博士 === 國立臺灣大學 === 光電工程學研究所 === 96 === A generalized scalar finite element method (FEM) based eigenvalue algorithm for analyzing the band structures of two-dimensional (2D) anisotropic photonic crystals (PCs) when the wave modes in the PCs can be decoupled into the transverse-electric (TE) and transverse-magnetic (TM) ones is developed first to investigate the intrinsic effect of anisotropic materials on constructing complete band structures. The 2D anisotropic PCs with square and triangular lattices are analyzed, and the relationships among the distinct sub-zones of the first Brillouin zones (BZs) for these two lattices are examined. The concept of constructing complete band structures for isotropic PCs should be modified for anisotropic PCs by taking into accounts enough necessary sub-zones in the first BZ. Then a full-vectorial FEM based eigenvalue algorithm under the in-plane wave propagation is further proposed for the band structure analysis of 2D PCs with arbitrary 3D anisotropy.
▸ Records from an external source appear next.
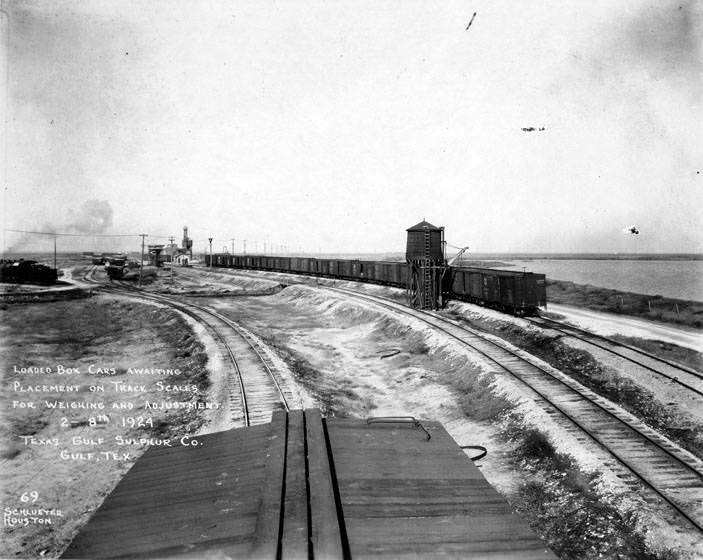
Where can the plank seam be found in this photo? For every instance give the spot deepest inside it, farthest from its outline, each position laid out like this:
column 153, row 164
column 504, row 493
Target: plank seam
column 346, row 551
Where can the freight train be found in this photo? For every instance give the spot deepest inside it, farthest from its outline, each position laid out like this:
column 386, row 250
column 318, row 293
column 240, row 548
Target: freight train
column 519, row 293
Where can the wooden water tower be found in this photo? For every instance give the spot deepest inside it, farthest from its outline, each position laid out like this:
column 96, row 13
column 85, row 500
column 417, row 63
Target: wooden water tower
column 426, row 265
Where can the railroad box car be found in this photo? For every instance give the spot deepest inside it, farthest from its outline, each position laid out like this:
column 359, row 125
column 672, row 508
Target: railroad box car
column 356, row 269
column 345, row 269
column 376, row 271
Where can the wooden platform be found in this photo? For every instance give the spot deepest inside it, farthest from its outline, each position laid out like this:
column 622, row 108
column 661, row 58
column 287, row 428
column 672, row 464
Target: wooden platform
column 304, row 487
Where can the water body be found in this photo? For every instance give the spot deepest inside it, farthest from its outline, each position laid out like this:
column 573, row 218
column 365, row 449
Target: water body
column 682, row 279
column 679, row 276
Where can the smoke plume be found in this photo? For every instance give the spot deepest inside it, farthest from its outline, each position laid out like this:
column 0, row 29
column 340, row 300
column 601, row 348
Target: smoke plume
column 94, row 216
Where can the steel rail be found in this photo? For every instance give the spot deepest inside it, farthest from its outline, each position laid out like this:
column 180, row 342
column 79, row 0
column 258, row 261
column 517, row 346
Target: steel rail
column 394, row 306
column 584, row 335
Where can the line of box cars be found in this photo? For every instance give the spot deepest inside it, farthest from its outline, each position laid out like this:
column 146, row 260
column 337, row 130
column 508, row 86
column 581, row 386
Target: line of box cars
column 520, row 293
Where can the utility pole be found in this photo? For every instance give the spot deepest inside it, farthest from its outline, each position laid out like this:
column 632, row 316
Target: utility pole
column 141, row 262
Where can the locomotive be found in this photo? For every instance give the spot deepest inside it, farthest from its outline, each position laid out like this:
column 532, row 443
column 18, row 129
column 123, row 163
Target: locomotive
column 519, row 293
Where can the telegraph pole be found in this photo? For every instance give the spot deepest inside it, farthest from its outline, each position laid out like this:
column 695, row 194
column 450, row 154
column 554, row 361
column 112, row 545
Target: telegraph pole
column 141, row 262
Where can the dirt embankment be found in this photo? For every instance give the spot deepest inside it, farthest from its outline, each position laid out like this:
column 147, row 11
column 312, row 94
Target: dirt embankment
column 357, row 360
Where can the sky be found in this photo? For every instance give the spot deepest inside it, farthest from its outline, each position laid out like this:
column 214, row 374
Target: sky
column 334, row 126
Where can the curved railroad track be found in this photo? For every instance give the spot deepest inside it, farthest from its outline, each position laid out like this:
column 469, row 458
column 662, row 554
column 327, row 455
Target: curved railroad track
column 642, row 455
column 675, row 373
column 255, row 386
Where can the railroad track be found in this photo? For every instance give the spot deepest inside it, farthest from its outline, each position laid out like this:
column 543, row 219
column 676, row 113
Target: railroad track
column 255, row 386
column 675, row 373
column 638, row 454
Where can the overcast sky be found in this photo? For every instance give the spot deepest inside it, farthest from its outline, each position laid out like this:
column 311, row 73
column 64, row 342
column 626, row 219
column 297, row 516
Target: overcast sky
column 334, row 126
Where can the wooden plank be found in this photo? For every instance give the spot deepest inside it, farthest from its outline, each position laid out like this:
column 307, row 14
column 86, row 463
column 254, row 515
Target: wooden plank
column 295, row 517
column 267, row 532
column 326, row 537
column 403, row 496
column 182, row 499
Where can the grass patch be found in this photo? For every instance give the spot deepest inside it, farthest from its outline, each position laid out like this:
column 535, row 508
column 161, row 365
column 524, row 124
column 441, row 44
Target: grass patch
column 564, row 505
column 583, row 367
column 665, row 350
column 655, row 308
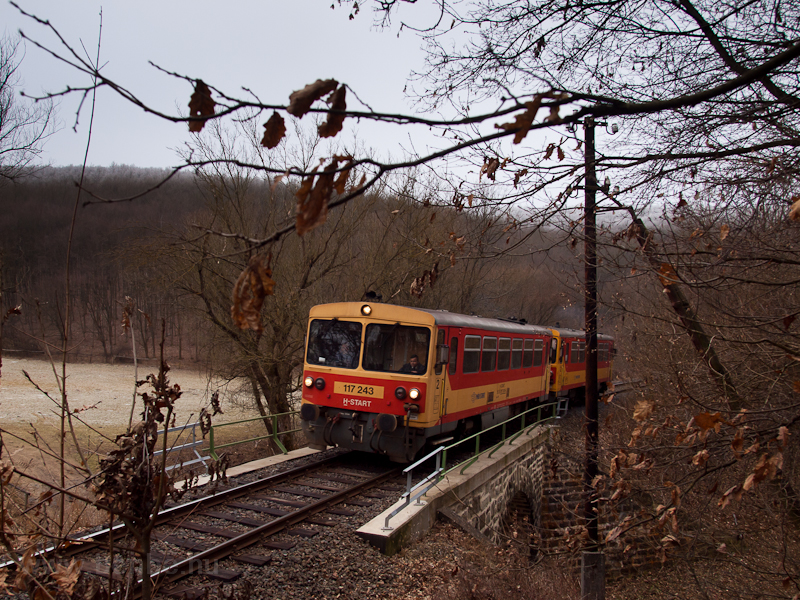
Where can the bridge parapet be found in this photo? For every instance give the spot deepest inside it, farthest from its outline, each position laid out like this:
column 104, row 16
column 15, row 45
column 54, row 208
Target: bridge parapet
column 480, row 495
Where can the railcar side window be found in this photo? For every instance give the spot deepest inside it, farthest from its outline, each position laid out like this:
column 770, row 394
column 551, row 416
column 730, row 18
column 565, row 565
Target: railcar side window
column 538, row 351
column 504, row 354
column 334, row 343
column 453, row 355
column 396, row 348
column 578, row 352
column 472, row 354
column 516, row 354
column 527, row 357
column 489, row 354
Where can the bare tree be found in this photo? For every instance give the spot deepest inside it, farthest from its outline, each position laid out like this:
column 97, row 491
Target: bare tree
column 24, row 125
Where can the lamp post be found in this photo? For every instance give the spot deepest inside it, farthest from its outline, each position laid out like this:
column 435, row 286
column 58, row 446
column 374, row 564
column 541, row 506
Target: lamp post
column 592, row 559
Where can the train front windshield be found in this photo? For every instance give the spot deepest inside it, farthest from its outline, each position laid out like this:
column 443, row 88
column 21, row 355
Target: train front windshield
column 392, row 348
column 334, row 343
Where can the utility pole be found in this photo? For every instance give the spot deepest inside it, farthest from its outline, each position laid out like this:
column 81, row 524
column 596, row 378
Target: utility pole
column 592, row 559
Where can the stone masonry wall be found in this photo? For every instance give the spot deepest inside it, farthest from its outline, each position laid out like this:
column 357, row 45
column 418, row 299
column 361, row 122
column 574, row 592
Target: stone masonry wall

We attempt an idea of considering all the electric or magnetic field components simultaneously and formulate a matrix eigenvalue equation to deal with the most general 2D PC problems. The relationship between this full-vectorial algorithm and the generalized scalar one is clarified from the analysis of isotropic PCs, and the significance of this full-vectorial algorithm is demonstrated through the examination of an example anisotropic PC. It is seen that a deeper insight about 2D anisotropic PCs can be obtained utilizing this full-vectorial algorithm. Finally a full-vectorial FEM based eigenvalue algorithm under the out-of-plane wave propagation for the band edge diagram construction of 2D PCs with arbitrary 3D anisotropy is also presented. Based on this full-vectorial algorithm, the band edge diagrams of various PCs with different material combination and geometry definition can be conveniently and correctly constructed. Consequently, quite valuable guidelines for the analysis and design of photonic band gap (PBG) fibers can be acquired with the help of this full-vectorial algorithm.